Search code examples
sqlpostgresqlpostgis

Creating a view that contains all records from one table, that match the comma separated field content in another table


I have two tables au_postcodes and groups.

  1. Table groups contains a field called PostCodeFootPrint that contains the postcode set making up the footprint.
  2. Table au_postcodes contains a field called poa_code that contains a single postcode.

The records in groups.PostCodeFootPrint look like:

PostCodeFootPrint
2529,2530,2533,2534,2535,2536,2537,2538,2539,2540,2541,2575,2576,2577,2580
2640
3844
2063, 2064, 2065, 2066, 2067, 2068, 2069, 2070, 2071, 2072, 2073, 2074, 2075, 2076, 2077, 2079, 2080, 2081, 2082, 2083, 2119, 2120, 2126, 2158, 2159
2848, 2849, 2850, 2852

Some records have only one postcode, some have multiple separated by a "," or ", " (comma and space).

The records in au_postcode.poa_code look like:

poa_code
2090
2092
2093
829
830
836
2080
2081

Single postcode (always).

The objective is to:

Get all records from au_postcode, where the poa_code appears in groups.*PostCodeFootPrint into a view.

I tried:

SELECT
    au_postcodes.poa_code, 
    groups."NameOfGroup"
FROM
    groups,
    au_postcodes
WHERE
    groups."PostcodeFootprint" LIKE '%au_postcodes.poa_code%'

But no luck


Solution

  • You can use regex for this.
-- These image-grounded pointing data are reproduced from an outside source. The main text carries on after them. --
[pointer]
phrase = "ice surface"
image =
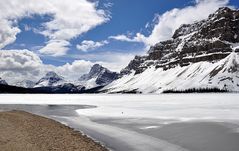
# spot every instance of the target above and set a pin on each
(164, 106)
(128, 122)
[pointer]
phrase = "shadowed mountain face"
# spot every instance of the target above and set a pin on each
(101, 75)
(50, 79)
(207, 40)
(199, 55)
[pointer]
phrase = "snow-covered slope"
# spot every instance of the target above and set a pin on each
(49, 80)
(223, 75)
(98, 76)
(26, 84)
(201, 55)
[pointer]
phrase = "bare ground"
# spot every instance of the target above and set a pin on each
(22, 131)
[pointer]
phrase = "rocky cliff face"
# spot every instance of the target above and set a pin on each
(98, 76)
(209, 42)
(50, 79)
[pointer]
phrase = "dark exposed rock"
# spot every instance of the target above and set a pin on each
(207, 40)
(102, 75)
(49, 79)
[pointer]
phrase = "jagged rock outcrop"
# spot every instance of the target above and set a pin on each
(26, 84)
(204, 54)
(50, 79)
(98, 76)
(208, 40)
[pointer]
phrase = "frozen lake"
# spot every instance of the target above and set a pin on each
(143, 122)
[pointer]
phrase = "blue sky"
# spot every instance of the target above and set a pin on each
(70, 36)
(126, 17)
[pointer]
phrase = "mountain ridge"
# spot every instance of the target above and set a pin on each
(202, 55)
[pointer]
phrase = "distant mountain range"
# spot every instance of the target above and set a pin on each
(203, 56)
(53, 83)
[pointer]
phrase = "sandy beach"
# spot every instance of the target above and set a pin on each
(23, 131)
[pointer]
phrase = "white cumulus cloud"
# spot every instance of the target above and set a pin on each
(70, 19)
(171, 20)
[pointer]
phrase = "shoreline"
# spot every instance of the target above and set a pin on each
(21, 130)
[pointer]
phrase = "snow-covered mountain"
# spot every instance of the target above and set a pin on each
(50, 79)
(26, 84)
(201, 55)
(98, 76)
(3, 82)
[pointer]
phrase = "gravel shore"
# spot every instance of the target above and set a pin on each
(22, 131)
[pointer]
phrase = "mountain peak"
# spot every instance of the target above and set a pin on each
(204, 54)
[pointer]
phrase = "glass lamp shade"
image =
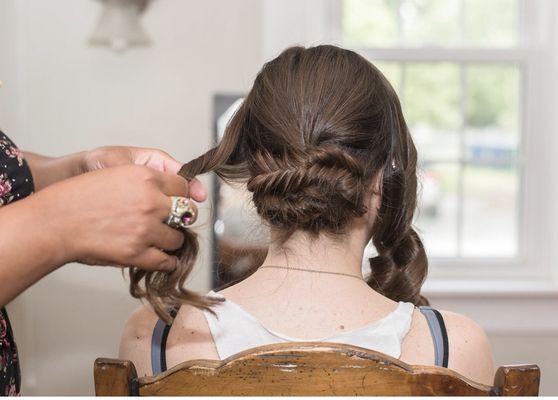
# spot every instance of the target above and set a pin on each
(119, 25)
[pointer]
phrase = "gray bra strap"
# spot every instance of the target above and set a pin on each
(439, 335)
(158, 347)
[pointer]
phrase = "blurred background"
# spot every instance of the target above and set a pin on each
(477, 82)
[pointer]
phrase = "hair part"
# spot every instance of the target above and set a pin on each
(317, 127)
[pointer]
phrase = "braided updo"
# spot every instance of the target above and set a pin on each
(318, 128)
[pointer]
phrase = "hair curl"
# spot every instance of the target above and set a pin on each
(316, 130)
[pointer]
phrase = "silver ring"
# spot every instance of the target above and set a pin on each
(183, 213)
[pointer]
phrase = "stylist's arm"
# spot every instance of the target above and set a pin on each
(105, 207)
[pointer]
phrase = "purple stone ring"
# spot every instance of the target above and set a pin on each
(183, 213)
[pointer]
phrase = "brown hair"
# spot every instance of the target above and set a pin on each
(318, 127)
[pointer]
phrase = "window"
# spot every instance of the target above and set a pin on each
(458, 68)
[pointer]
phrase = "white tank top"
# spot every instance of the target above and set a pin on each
(235, 330)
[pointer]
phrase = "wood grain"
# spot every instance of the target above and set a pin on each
(288, 369)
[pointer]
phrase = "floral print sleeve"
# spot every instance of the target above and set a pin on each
(16, 183)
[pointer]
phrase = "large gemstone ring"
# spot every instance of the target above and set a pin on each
(183, 213)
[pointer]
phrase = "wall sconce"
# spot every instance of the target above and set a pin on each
(119, 26)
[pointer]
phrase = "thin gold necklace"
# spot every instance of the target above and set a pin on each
(311, 270)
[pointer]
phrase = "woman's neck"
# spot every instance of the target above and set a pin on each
(325, 253)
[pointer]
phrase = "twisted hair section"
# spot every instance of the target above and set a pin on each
(319, 128)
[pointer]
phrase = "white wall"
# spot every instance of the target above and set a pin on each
(65, 96)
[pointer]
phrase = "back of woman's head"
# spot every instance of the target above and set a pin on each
(320, 127)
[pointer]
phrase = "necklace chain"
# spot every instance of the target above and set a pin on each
(312, 270)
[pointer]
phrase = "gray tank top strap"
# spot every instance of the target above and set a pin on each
(159, 345)
(439, 335)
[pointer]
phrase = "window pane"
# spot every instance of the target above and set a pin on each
(448, 23)
(370, 22)
(431, 104)
(492, 112)
(392, 71)
(430, 22)
(491, 23)
(491, 176)
(490, 211)
(438, 208)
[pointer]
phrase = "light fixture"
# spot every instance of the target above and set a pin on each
(119, 26)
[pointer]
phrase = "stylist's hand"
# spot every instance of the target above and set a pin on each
(115, 216)
(114, 156)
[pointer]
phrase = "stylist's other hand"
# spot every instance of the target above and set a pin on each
(115, 216)
(114, 156)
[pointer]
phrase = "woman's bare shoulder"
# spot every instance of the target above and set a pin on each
(135, 344)
(469, 349)
(470, 353)
(189, 338)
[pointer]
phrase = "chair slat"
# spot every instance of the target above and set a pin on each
(314, 369)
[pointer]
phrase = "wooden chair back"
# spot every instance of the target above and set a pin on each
(317, 369)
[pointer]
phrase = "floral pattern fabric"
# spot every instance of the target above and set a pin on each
(16, 183)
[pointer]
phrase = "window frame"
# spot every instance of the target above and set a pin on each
(318, 21)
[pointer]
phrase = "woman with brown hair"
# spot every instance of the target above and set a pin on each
(323, 147)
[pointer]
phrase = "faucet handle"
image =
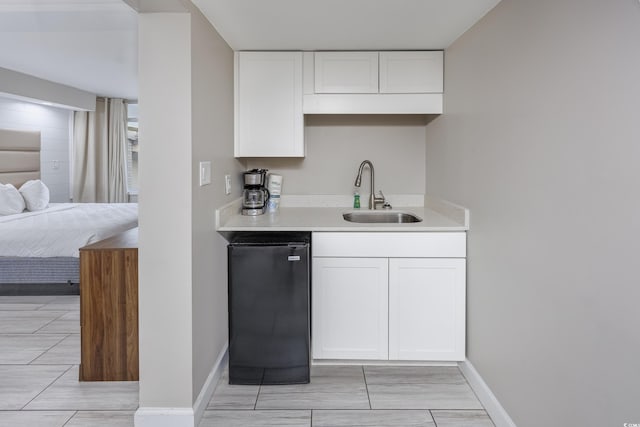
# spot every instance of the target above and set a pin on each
(378, 199)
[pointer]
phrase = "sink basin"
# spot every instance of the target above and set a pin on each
(381, 217)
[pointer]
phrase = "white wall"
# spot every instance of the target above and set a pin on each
(212, 127)
(336, 145)
(53, 123)
(541, 141)
(165, 210)
(186, 116)
(31, 88)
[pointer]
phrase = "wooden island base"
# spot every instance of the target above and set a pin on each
(109, 309)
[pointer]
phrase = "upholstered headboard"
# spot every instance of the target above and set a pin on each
(19, 156)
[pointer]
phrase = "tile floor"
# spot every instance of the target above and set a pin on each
(40, 353)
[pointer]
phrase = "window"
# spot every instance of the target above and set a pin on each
(132, 151)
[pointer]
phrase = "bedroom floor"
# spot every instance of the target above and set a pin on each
(40, 353)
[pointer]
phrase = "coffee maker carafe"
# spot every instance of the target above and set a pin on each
(254, 195)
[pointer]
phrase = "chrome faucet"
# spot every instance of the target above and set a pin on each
(373, 198)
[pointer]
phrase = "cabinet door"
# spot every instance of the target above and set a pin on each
(411, 72)
(268, 101)
(426, 309)
(349, 308)
(346, 72)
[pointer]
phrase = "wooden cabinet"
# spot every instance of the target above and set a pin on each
(349, 310)
(395, 296)
(426, 309)
(109, 309)
(268, 104)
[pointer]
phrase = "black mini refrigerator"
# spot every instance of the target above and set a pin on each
(269, 300)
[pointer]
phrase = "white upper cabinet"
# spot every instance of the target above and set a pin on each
(397, 82)
(411, 72)
(346, 72)
(268, 104)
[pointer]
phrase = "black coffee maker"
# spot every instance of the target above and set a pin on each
(255, 194)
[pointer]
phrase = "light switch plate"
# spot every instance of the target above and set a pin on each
(205, 173)
(227, 184)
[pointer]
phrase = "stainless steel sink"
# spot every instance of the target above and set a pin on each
(381, 217)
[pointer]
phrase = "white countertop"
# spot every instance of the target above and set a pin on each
(436, 215)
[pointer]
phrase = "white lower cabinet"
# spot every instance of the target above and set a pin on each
(387, 305)
(426, 309)
(350, 305)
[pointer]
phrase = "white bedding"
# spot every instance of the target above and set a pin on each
(63, 228)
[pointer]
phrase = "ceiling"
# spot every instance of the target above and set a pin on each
(342, 24)
(92, 44)
(88, 44)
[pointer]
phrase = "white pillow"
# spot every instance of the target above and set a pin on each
(36, 195)
(11, 202)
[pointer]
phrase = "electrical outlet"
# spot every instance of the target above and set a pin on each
(227, 184)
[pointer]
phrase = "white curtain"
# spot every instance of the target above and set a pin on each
(100, 149)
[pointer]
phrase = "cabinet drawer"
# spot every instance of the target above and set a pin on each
(390, 245)
(346, 72)
(411, 72)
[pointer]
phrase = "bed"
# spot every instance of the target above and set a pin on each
(39, 251)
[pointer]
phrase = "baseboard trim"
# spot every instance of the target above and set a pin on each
(209, 386)
(164, 417)
(491, 404)
(184, 417)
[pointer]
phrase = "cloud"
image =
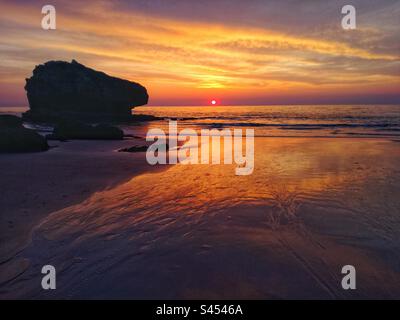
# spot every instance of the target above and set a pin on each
(191, 48)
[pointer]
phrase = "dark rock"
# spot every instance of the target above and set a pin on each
(65, 90)
(139, 149)
(82, 131)
(16, 138)
(10, 121)
(134, 149)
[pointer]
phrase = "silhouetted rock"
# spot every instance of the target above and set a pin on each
(62, 90)
(10, 121)
(134, 149)
(16, 138)
(80, 131)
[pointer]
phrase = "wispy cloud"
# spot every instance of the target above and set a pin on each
(184, 53)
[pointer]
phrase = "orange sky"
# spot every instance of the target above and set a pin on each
(189, 55)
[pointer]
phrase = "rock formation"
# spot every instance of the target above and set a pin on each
(73, 130)
(62, 90)
(16, 138)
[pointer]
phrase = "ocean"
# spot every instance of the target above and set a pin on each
(282, 120)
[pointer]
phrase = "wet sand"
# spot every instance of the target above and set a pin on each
(198, 231)
(34, 185)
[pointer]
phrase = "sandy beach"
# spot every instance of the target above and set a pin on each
(36, 184)
(122, 229)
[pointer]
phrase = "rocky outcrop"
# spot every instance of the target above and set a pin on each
(73, 130)
(16, 138)
(63, 90)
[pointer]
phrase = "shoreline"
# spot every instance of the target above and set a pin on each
(284, 218)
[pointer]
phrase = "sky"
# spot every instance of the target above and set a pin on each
(191, 52)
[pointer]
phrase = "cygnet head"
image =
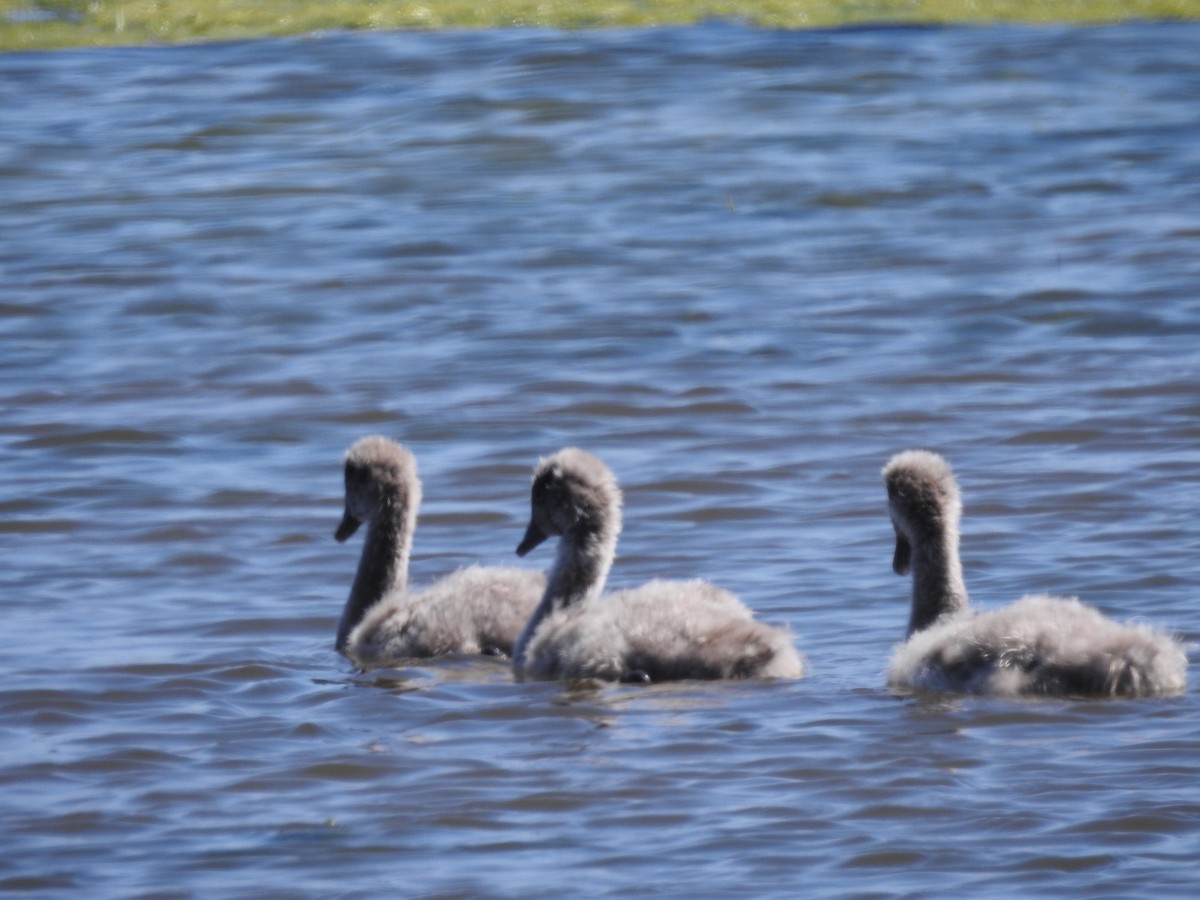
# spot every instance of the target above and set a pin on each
(924, 503)
(381, 481)
(574, 495)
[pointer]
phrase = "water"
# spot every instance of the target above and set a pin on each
(744, 268)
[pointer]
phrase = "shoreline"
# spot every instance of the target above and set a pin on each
(69, 24)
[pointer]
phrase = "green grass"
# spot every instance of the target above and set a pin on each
(45, 24)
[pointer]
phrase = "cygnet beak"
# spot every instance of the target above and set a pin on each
(534, 535)
(903, 557)
(348, 526)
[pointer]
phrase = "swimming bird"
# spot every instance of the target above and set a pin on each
(1038, 646)
(474, 610)
(663, 630)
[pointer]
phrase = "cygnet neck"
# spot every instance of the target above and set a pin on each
(383, 567)
(937, 586)
(579, 574)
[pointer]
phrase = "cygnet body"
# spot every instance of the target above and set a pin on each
(664, 630)
(474, 610)
(1039, 646)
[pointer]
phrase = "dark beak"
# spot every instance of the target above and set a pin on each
(349, 526)
(903, 557)
(534, 535)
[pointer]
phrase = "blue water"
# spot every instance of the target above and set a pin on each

Take a look at this fiddle:

    https://dbfiddle.uk/?rdbms=postgres_14&fiddle=739592ef262231722d783670b46bd7fa

    Where I form a regex from the poa_code and the word boundary (to avoid partial matches) and compare that to the PostCodeFootPrint.

    select p.poa_code, g.PostCodeFootPrint
    from groups g
    join au_postcode p 
    on g.PostCodeFootPrint ~ concat('\y', p.poa_code, '\y')
    

    Depending on your data, this may be performant enough. I also believe that in postGres you have access to the array data type, and so it might be better to store the post code lists as arrays.

    https://dbfiddle.uk/?rdbms=postgres_14&fiddle=ae24683952cb2b0f3832113375fbb55b

    Here I stored the post code lists as arrays, then used ANY to join with.

    select p.poa_code, g.PostCodeFootPrint
    from groups g
    join au_postcode p 
    on p.poa_code = any(g.PostCodeFootPrint);
    

    In these two fiddles I use explain to show the cost of the queries, and while the array solution is more expensive, I imagine it might be easier to maintain.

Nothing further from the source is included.